Cada uno es dueño de sus actos y responsable de sus decisiones, y si un hombre ama a otro hombre o una mujer ama a otra mujer, ¿por qué no aceptar sus sentimientos?, ¿acaso sienten menos o con menos intensidad? Alegando el carácter antinatural de dichas relaciones, tan sólo encuentran argumentos para explicar su comportamiento atribuyéndolo a un trastorno delirante y pernicioso, una enfermedad que prolifera a ritmo vertiginoso y del que, por mucho que les pese, nadie está a salvo. Aunque bien es cierto que todavía hay mentes rancias y retrógradas capaces de pensar que la homosexualidad es tan sólo un modo eficiente de crear controversia y llamar la atención, sobre todo cuando llevan sus peticiones a la equiparación de sus parejas como un matrimonio más. Como ciudadanos demandan los mismos derechos que cualquier pareja heterosexual, pero da la impresión de que en determinadas esferas el tema todavía sigue siendo tabú.
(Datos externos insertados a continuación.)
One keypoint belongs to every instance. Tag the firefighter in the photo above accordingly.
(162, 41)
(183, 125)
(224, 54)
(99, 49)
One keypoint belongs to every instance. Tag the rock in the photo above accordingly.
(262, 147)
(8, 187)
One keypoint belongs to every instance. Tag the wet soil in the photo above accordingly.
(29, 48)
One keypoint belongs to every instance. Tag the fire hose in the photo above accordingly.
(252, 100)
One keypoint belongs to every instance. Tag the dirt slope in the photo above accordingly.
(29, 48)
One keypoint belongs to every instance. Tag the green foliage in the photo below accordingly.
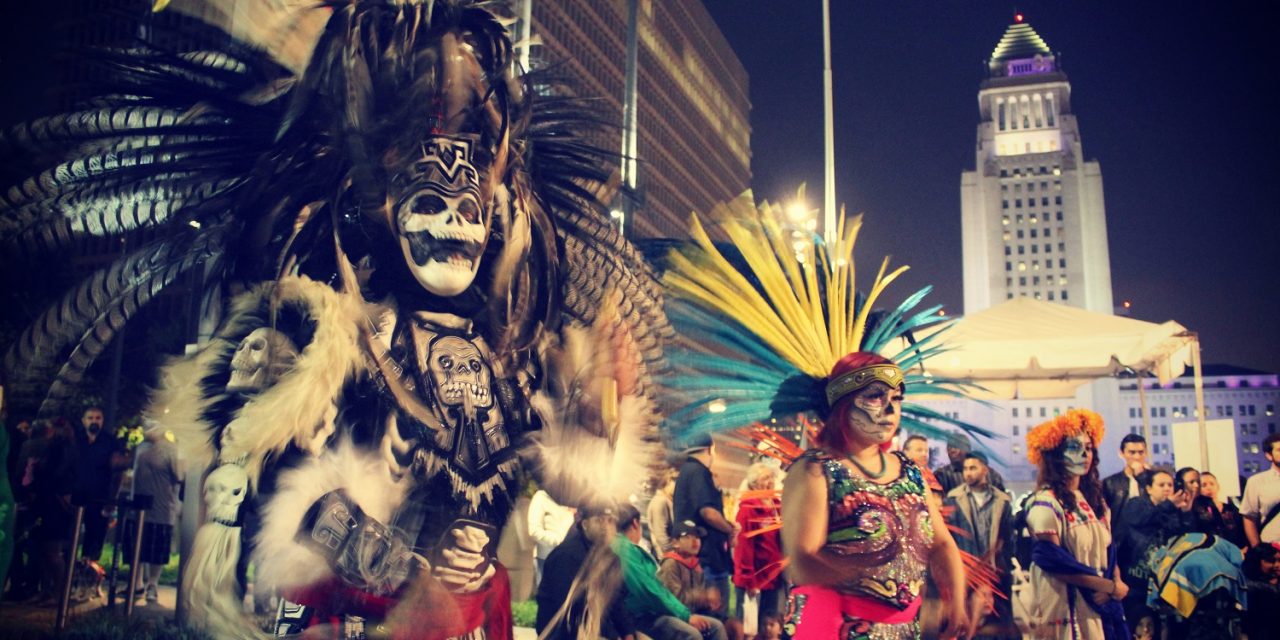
(524, 613)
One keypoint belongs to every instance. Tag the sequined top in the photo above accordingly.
(881, 529)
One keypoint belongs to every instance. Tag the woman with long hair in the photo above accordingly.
(856, 524)
(1144, 524)
(1232, 528)
(1078, 586)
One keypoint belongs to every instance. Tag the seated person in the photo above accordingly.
(585, 545)
(658, 613)
(681, 574)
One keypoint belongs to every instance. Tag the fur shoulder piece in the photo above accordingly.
(268, 379)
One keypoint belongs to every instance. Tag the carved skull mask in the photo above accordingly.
(460, 374)
(224, 492)
(260, 360)
(440, 220)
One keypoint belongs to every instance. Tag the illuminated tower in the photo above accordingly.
(1033, 220)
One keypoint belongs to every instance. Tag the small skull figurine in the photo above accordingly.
(224, 493)
(460, 374)
(260, 360)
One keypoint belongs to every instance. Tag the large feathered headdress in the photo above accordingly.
(775, 310)
(225, 164)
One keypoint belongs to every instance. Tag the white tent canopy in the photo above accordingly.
(1028, 348)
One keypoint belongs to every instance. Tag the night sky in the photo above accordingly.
(1170, 99)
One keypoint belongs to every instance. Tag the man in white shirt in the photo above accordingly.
(1261, 502)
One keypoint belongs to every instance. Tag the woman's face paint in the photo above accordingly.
(1078, 455)
(876, 412)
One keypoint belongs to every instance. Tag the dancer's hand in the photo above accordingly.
(958, 624)
(464, 566)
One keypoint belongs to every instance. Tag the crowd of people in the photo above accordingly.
(53, 470)
(1092, 547)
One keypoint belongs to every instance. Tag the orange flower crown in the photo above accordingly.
(1048, 435)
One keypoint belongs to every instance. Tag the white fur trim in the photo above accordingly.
(209, 589)
(282, 561)
(293, 410)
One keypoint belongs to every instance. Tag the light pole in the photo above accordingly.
(828, 205)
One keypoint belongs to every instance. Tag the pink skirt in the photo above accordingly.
(823, 613)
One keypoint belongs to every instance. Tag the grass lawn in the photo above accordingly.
(169, 576)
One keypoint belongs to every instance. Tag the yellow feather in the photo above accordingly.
(790, 311)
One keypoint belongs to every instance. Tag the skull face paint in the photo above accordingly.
(439, 216)
(224, 492)
(260, 360)
(876, 412)
(1078, 455)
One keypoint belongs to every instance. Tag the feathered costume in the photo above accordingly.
(792, 336)
(426, 298)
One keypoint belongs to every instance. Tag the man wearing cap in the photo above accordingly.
(698, 499)
(588, 543)
(658, 613)
(952, 475)
(983, 515)
(682, 575)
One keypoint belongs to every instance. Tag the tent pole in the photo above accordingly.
(1200, 402)
(1146, 419)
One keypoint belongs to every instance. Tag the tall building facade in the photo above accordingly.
(691, 92)
(1033, 220)
(1034, 224)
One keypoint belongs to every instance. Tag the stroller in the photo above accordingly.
(1197, 588)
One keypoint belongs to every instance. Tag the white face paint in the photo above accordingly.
(440, 222)
(1078, 455)
(876, 412)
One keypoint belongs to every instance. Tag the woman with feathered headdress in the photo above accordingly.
(856, 525)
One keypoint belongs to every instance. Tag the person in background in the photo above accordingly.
(1262, 574)
(984, 517)
(585, 544)
(1146, 524)
(951, 475)
(682, 575)
(917, 447)
(548, 524)
(96, 479)
(659, 512)
(53, 481)
(1233, 524)
(758, 554)
(1078, 589)
(158, 474)
(1123, 484)
(1261, 502)
(658, 613)
(1208, 520)
(698, 498)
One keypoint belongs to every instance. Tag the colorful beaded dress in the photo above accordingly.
(885, 531)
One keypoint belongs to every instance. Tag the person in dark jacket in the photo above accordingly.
(1120, 487)
(96, 465)
(1146, 524)
(585, 549)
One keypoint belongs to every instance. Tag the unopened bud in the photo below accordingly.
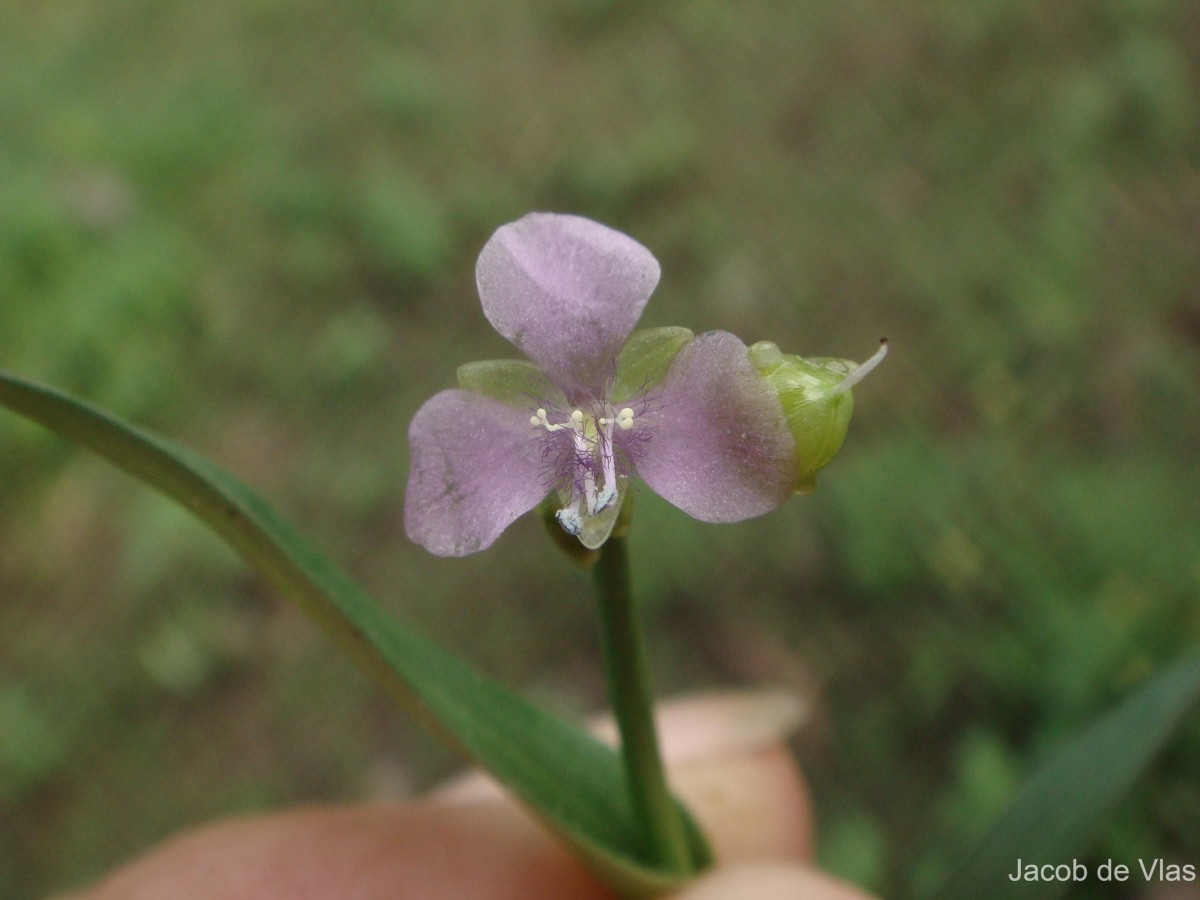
(817, 402)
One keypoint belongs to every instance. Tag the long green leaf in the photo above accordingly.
(575, 784)
(1055, 816)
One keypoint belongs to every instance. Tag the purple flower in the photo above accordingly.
(691, 417)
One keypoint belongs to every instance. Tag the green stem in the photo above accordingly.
(629, 689)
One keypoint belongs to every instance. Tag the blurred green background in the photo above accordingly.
(251, 225)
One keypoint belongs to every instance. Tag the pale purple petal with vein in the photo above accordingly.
(474, 469)
(720, 449)
(568, 292)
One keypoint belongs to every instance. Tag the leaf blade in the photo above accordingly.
(1055, 815)
(570, 780)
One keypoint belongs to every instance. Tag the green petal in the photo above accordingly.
(646, 358)
(510, 381)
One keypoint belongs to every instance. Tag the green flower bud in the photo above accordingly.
(817, 403)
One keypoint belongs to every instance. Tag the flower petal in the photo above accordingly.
(568, 292)
(719, 445)
(474, 469)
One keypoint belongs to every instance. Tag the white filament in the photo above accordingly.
(864, 370)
La intolerancia es el mal de nuestros días, un freno al desarrollo y a la libertad de expresión, una negación de la sociedad heterogénea, diversa y plural en la que vivimos, un factor que hace que muchas personas actúen con hipocresía renegando de sus propios sentimientos, sabiéndose posibles víctimas de rumores y rechazos. Son pocos los que dudan del carácter tirano y opresor de Francisco Franco Bahamonde, ser que ha marcado un antes y un después en el transcurso de la historia de España; no obstante, ¿estamos realmente libres de dictadores? Creo que no, sólo que ahora son muchos y anónimos, y no se pueden identificar por un único nombre y apellido.